Poor Hawaii. It becomes a state and suddenly everybody just adds pineapple to their food and it’s all “Hawaiian.” Sigh…
Pork Chops Hawaiian
Season 4 lean pork chops, 1/2-inch thick. In a 10-inch skillet, brown chops slowly in hot shortening. Drain off drippings. Mix together can or jar of Musselman’s Apple Sauce (about 1 lb.), 1/2 cup undrained crushed pineapple and 1/4 teasp. nutmeg. Pour over chops. Cover and cook over low heat 30 minutes or until chops are tender.

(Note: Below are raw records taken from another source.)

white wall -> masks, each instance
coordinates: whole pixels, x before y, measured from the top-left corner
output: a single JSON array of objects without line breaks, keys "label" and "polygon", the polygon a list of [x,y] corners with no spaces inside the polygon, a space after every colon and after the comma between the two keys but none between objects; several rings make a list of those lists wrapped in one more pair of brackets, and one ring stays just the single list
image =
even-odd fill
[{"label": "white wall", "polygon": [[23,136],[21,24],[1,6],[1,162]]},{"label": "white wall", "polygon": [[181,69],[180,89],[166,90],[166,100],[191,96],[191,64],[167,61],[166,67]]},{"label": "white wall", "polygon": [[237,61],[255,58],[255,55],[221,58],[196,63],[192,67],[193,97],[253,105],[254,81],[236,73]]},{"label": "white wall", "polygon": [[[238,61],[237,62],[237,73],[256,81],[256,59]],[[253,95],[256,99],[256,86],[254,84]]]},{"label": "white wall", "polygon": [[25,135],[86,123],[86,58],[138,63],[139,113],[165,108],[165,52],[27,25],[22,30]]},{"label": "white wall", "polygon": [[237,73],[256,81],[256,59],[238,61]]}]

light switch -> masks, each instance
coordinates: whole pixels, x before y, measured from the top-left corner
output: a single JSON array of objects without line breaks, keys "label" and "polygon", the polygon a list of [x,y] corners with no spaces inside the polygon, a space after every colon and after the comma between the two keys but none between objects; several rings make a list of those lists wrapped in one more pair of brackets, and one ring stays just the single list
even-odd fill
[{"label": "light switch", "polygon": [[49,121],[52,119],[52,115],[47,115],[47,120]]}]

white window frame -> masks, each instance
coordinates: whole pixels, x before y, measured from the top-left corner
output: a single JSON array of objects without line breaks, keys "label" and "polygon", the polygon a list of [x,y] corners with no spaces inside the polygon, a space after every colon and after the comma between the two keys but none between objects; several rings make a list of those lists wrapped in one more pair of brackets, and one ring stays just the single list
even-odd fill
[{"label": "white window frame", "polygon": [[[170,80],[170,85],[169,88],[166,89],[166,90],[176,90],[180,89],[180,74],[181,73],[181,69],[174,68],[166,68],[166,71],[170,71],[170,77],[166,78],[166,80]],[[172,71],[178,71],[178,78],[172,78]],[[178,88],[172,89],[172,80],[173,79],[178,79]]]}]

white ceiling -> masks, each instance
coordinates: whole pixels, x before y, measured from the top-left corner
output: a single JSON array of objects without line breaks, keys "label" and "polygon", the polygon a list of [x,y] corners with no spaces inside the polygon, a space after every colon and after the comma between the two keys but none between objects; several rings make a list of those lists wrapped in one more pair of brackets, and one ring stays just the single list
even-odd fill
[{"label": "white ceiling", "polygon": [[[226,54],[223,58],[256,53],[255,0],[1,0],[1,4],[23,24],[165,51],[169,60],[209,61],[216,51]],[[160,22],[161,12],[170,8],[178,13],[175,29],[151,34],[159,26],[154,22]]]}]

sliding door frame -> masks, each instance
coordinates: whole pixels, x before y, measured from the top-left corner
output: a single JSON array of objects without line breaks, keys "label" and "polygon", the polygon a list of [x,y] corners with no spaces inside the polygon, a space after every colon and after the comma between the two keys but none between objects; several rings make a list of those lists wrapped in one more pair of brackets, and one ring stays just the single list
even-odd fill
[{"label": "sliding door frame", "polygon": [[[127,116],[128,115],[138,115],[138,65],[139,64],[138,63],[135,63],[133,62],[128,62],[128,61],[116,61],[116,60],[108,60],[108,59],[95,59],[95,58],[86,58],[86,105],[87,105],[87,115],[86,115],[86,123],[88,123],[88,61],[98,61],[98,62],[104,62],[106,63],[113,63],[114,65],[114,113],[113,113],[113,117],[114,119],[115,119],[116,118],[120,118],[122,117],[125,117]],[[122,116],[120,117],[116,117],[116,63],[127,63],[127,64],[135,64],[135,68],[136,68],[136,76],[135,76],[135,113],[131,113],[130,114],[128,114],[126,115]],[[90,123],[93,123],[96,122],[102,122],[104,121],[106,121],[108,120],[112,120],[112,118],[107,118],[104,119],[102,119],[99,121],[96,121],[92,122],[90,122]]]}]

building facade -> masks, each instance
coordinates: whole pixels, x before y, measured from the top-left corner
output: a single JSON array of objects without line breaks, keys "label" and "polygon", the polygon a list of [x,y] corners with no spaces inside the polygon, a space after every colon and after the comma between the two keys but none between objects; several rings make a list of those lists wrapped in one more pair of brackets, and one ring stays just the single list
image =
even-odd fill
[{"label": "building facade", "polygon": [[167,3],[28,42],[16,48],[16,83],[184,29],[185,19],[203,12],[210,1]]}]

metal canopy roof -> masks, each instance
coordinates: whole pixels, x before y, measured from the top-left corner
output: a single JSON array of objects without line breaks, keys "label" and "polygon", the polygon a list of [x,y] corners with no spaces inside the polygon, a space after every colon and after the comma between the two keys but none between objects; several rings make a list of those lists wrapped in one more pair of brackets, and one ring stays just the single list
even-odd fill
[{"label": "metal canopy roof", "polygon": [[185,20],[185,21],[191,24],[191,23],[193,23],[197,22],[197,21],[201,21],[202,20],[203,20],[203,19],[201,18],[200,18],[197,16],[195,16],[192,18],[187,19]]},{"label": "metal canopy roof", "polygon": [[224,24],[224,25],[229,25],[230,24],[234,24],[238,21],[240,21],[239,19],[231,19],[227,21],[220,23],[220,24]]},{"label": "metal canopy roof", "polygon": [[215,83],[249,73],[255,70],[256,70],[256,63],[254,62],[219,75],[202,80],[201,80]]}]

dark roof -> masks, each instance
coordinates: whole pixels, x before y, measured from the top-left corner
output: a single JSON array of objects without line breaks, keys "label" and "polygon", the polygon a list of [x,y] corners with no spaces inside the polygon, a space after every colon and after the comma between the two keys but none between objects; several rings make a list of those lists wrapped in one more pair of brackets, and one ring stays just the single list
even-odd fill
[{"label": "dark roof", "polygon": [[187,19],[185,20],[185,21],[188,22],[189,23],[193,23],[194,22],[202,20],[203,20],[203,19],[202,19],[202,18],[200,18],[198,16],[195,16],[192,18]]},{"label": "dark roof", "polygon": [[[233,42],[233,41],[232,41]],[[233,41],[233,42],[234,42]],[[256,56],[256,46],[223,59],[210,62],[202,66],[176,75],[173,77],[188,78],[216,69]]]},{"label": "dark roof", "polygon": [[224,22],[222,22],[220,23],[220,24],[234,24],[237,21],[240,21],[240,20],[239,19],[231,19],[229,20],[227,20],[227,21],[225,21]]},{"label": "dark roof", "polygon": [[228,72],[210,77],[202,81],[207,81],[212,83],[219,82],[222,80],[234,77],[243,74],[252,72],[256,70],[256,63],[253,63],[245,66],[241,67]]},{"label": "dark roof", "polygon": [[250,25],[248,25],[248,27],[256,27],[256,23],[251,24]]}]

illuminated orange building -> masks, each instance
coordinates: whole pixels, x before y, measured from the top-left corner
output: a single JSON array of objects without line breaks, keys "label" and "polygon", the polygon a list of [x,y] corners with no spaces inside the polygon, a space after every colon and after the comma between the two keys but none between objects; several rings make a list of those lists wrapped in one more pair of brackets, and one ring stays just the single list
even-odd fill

So we’re taking the classic pork and applesauce and mixing in pineapple, huh? It makes the dish sound a lot more like summer than fall, but maybe the nutmeg and apple flavors will still hold strong.
We were pretty glad that this was the recipe we’d settled on for tonight, because it’s dead easy and we were dead tired.
A reasonable sprinkling of salt and pepper is all we’re using for seasoning, hoping that the applesauce mixture will be able to shine through.
The chops go into the frying pan for a quick sear, just a few minutes each side.
You may notice we’re doing six pork chops rather than four; it’s because we’re hungry and really like pork chops. (Hopefully the topping won’t ruin it.)
The pineapple gets added to the applesauce, spurring a mild debate over whether it’s now pineapple-applesauce, or pineapplesauce.
The chops were coated in the applesauce, and put in the oven to bake.
The pineapple was totally pointless. Pork chops and applesauce taste great, but the pineapple didn’t add any extra favor. Even when the little bits showed up in a bite, they just provided texture.
The nutmeg, on the other hand, added a delicious warmth and autumn flavor. It was nice to have some well-seasoned, apple-coated pork chops that weren’t much effort to make. We won’t call this delicious (because the Hawaiian pineapple was useless and, frankly, it looks like a horse sneezed on it), but it was pretty good.
Many thanks to Hey, My Mom Used To Make That for reminding us how much we love apples and pork, and introducing us to the idea of nutmeg.